La crise de la zone euro est une source prodigieuse d’informations sur le fonctionnement d’une Union Monétaire ; elle révèle un certain nombre de mécanismes dont l’importance était jusqu’à aujourd’hui sous-estimée.

Il s’agit tout d’abord du lien entre unification monétaire, convergence et hétérogénéité des pays qui participent à cette Union Monétaire. On a longtemps cru, en particulier parmi les créateurs de l’euro, que lorsque des pays entraient dans une Union Monétaire ; leurs économies allaient converger, allaient devenir de plus en plus semblables.

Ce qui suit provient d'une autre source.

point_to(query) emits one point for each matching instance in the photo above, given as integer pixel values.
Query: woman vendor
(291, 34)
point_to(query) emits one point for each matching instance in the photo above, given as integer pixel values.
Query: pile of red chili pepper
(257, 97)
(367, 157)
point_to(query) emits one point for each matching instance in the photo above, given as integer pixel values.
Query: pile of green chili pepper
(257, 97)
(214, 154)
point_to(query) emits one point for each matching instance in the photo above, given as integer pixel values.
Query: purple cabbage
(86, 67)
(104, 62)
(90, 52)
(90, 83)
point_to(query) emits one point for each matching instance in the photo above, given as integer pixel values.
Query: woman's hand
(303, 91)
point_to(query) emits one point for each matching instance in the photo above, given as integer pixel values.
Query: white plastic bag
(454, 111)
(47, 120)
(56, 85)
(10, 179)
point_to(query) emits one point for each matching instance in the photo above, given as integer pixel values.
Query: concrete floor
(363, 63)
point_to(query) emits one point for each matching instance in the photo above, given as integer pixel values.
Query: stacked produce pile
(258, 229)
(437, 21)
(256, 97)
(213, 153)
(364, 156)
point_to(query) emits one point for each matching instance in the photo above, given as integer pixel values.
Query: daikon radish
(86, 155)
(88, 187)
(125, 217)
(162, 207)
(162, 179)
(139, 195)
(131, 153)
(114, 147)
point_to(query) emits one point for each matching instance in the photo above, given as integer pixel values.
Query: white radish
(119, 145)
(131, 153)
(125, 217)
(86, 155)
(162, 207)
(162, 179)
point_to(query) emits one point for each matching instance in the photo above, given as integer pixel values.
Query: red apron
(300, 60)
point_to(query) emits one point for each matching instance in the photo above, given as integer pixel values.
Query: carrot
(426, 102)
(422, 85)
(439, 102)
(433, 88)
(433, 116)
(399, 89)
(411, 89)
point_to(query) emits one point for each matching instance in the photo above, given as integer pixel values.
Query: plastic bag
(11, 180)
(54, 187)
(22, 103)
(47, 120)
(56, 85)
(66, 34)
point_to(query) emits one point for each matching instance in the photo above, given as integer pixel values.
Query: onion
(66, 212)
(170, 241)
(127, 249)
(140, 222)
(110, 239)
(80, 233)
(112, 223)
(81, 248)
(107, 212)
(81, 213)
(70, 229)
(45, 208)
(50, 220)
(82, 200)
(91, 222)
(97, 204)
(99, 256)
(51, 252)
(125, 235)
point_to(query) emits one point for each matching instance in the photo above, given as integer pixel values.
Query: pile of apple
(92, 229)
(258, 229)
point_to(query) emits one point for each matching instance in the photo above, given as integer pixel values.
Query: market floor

L’absence d’hétérogénéité, à moyen terme, rendrait évidemment très facile le fait d’avoir la même monnaie. Mais la réalité est toute différente. La disparition du risque de change permet aux entreprises de localiser les productions dans les endroits où elles sont réalisées de la manière la plus efficace (en fonction de la situation géographique, de la qualification de la population active, du niveau technologique, de l’effort d’innovation…).

Les pays de l’Union Monétaire se spécialisent alors dans des activités différentes ; l’industrie, en particulier, s’est concentrée dans la zone euro dans les pays du Nord et de l’Est de la zone, elle a largement quitté la France et les pays du Sud. Ceci fait apparaître une hétérogénéité considérable en ce qui concerne la tendance de croissance, le niveau de revenu, les balances commerciales des pays (les pays désindustrialisés ayant des déficits extérieurs), qui rend très difficile pour ces pays d’avoir la même monnaie. Le second mécanisme qui a été révélé par le fonctionnement de la zone euro est que, s’il y a plusieurs états, donc plusieurs budgets, plusieurs dettes publiques, il peut apparaître des crises de liquidité affectant un ou plusieurs pays : les déficits publics deviennent très difficiles à financer, les prêteurs exigeant des taux d’intérêt très élevés, alors que le pays est parfaitement solvable, peut rembourser ses dettes.



Il a donc fallu mettre en place dans l’urgence une capacité de la zone euro (fonds européens, appelé EFSF-ESM, achats de dettes publiques par la BCE) pour répondre aux crises de liquidité, prêter aux pays à des taux d’intérêt raisonnables si les investisseurs privés ne veulent plus le faire. Enfin on a compris, ce qui est très important, qu’une Union Monétaire sans fédéralisme entre des pays hétérogènes ne pouvait pas survivre. Le fédéralisme consiste à mettre en place des transferts de revenus (de fonds publics) entre les pays, des pays riches vers les pays pauvres, des pays ayant des excédents extérieurs vers les pays ayant des déficits extérieurs.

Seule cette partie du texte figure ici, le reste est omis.